The development of HDIs has resulted in an array of small molecules that target a many key cancer phenotypes including proliferation, apoptosis, differentiation, autophagy, and anti-angiogenic effects.¹⁶ Relatively weak HDAC inhibition was initially observed with sodium butyrate in a clinical setting. This compound served as the prototype of the aliphatic acid group that was later found to include sodium valproate and phenylbutyrate.¹⁷ Following the identification of these compounds a range of much more potent and structurally diverse HDIs have been produced. These compounds are generally classified as hydroxamates, benzamides, tetrapepides/desmipeptides, and sirtuin inhibitors.¹⁸

HDACs in cancer

Cancer results not only from the mutation of genes, but also from changes in epigenetic modifications, such as DNA methylation and histone modification. Unlike genetic mutations, these epigenetic modifications are often reversible.⁶ Because of the ability to potentially change these aberrant epigenetic states, particularly acetylation, that are associated with cancer, HDACs have become viable and promising therapeutic targets.⁶ Atypical expression of HDACs and changes in acetylation levels in human tumors have been demonstrated in numerous correlative studies and overexpression of HDACs 1, 5, and 7 can serve as biomarkers to differentiate tumor from normal tissue.^19,20 Clearly demonstrated in many studies, abnormal expression and activity of HDACs is correlated to key oncogenic outcomes such as the direct deacetylation of p53 leading to decreased transcriptional activity and HDAC-mediated activation of transcription factors SP1 and C/EBP, which leads to upregulation of oncogenes such as BCL-2.^19,21,22 While inappropriate binding of HDACs to promoters has been shown to play a role in tumorigenesis, there is also evidence that fusion proteins created by chromosomal translocations can physically interact with HDACs and lead to deregulated functions that are tumorigenic.⁶

Rationale for selective inhibition

Despite their relative success in clinical applications, with vorinostat (SAHA, Zolina), and belinostat (PXD101, Beleodaq) that are approved fopr the treatment of hematologic tumors, HDIs that inhibit a broad spectrum of HDACs have all exhibited several significant dose-limiting toxicities (DLT), including fatigue, nausea, vomiting, thrombocytopenia, and neutropenia.^5,23 In addition, treatment by some HDIs, notably vorinostat,²⁴ and panbinostat,²⁵ have been associated with serious cardio-toxicity in the treatment of solid cancers.^18,26 As class II HDACs have been demonstrated to be abundant in heart tissue, designing inhibitors inactive against class II HDACs could potentially alleviate some of these cardiotoxicities. Due the prevalence of these significant toxicities, increased effort has been directed toward developing HDIs that selectively inhibit certain classes or single isoforms.
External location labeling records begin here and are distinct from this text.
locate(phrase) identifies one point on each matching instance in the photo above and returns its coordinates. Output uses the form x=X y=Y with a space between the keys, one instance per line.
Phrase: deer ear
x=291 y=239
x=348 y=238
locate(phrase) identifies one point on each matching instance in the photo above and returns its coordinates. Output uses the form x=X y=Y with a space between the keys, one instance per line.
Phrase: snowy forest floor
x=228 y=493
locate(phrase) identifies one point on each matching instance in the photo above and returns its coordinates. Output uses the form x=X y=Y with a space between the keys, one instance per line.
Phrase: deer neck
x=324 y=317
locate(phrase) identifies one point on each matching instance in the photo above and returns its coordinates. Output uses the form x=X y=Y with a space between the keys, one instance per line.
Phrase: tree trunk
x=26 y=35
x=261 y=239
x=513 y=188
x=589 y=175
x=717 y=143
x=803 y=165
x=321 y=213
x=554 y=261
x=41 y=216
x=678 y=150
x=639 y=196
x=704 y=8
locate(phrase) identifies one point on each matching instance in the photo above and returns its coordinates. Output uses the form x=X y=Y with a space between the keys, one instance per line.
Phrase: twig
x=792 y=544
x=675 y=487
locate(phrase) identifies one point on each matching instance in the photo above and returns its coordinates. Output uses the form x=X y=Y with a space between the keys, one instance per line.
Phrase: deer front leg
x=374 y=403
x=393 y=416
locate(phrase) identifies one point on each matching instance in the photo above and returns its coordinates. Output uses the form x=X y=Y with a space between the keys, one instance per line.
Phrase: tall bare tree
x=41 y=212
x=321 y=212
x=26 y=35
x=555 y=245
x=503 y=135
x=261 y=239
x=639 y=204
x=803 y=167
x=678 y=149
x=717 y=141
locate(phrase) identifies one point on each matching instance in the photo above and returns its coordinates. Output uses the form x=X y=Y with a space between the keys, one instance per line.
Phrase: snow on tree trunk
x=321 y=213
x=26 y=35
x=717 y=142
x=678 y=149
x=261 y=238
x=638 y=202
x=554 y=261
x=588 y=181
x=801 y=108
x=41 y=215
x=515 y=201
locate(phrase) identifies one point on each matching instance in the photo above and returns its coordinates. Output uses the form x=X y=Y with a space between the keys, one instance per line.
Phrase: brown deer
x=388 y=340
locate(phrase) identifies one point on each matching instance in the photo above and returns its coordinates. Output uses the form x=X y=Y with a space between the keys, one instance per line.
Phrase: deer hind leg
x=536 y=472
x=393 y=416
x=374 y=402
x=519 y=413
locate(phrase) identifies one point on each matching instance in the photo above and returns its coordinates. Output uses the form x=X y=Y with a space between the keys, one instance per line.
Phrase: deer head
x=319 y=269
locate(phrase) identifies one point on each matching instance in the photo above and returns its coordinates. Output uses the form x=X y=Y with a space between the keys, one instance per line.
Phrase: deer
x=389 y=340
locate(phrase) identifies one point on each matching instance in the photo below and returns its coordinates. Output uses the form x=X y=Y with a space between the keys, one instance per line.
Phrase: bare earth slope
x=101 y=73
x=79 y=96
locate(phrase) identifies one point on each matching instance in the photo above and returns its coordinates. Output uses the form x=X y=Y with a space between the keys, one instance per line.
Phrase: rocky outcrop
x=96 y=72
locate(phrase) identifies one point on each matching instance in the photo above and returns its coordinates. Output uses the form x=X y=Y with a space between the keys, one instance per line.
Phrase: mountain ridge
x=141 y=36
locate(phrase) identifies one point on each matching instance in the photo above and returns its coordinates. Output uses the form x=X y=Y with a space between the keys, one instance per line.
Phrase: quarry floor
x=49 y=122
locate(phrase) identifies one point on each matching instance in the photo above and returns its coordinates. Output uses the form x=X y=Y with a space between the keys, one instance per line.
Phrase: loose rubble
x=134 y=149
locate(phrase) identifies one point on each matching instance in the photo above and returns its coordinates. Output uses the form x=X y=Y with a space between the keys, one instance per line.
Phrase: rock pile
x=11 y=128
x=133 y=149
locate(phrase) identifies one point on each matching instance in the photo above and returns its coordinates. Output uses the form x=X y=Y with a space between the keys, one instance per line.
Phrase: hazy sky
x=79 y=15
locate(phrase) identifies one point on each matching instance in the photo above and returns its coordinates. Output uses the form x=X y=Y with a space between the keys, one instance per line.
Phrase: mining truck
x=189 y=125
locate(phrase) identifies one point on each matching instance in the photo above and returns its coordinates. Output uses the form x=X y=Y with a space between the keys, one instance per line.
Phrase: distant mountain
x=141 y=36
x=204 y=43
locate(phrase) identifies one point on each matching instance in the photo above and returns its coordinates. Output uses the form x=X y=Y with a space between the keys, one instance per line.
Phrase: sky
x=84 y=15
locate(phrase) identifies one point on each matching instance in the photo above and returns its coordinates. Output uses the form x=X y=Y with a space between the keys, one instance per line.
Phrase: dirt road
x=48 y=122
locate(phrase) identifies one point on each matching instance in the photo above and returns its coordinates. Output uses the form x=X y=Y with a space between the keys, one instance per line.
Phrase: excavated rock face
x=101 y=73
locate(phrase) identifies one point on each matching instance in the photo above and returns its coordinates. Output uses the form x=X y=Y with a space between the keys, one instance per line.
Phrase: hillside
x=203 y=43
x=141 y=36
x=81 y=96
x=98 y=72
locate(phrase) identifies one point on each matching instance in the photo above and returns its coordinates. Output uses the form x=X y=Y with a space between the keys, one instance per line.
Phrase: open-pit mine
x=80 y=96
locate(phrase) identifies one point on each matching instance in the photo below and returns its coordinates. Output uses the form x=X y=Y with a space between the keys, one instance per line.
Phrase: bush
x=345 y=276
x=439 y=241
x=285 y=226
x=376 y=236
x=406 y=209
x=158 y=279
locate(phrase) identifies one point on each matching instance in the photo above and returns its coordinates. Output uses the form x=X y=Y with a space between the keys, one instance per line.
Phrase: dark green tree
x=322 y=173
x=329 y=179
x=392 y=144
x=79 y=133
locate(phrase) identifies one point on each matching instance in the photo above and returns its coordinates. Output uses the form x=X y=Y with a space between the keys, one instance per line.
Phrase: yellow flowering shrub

In conjunction with the goal of reducing some of the dose limiting toxicities observed with broad-spectrum HDIs, the transition to class- and isotype-specific inhibition could also yield greater therapeutic value. HDACs are frequently over-expressed in many human diseases, predominantly cancers. In particular, class I HDACs are often overexpressed in human tumors, and selective knockdown of HDAC 1 or 2 has been shown to be sufficient to decrease tumor growth.²⁷ Accordingly, development of new inhibitors has focused on the inhibition of class I HDACs. While numerous class I specific HDIs have been developed, with many showing preclinical promise, only a few, including the FDA approved romidepsin (FK-228, Istodax),^28–30 CHR-3966,³¹ entinostat,³² mocetinostat ³³ chidamide (CS055/HBI-8000),³⁴ have entered the clinic.¹⁹ In addition to these class I specific HDIs, class I and II specific HDIs, including AR-42³⁵ and the hydroxamide quisinostat (JNJ26481585),³⁶ have been developed and put to clinical trial.¹⁹

Treatment of hematologic malignancies with HDI

Unlike many types of solid cancers, hematologic malignancies have proved particularly sensitive to HDI treatment (Table 1). The first disease to have an FDA designated HDI as a treatment option, following failed attempts of other systemic treatments, was cutaneous T-cell lymphoma (CTCL). CTCL consists of extranodal non-Hodgkin’s lymphomas (NHLs) made up of malignant, clonal T-cells presenting in the skin. Numerous phase I and II clinical trials have been undertaken for CTCL using the panHDIs vorinostat,^37,38 panbinostat,³⁹ and belinostat,^40,41 both as single agents and in combination with other chemotherapeutic compounds. Notably, panbinostat has been investigated in patients after treatment with the retinoid bexarotene,⁴² and belinostat has been investigated in combination with many agents including bortezomib, 5-fluorouracil, 5-azacytidine, carboplatin, paclitaxel, and isoretinoin.⁴³ These drugs were generally well tolerated in CTCL patients as well as in peripheral T-cell lymphoma (PTCL),^44,45 Hodgkin’s lymphoma,^46–48 multiple myeloma,^49,50 diffuse B-cell lymphoma,⁵¹ myelodysplastic syndrome,⁵² and acute myeloid leukemia, ⁵³ often achieving complete remission (CR), partial remission (PR) , and sustained disease (SD), while exhibiting manageable dose limiting toxicities such as fatigue, nausea, anemia, and vomiting.⁴³

Whereas hundreds of clinical trials have been undertaken with panHDIs in the treatment of hematologic malignancies, fewer have been undertaken with class and isoform specific HDIs (Table 2). In order to investigate the efficacy of these specific HDIs in treating hematologic malignancies, we review the results of a selection of clinical trials.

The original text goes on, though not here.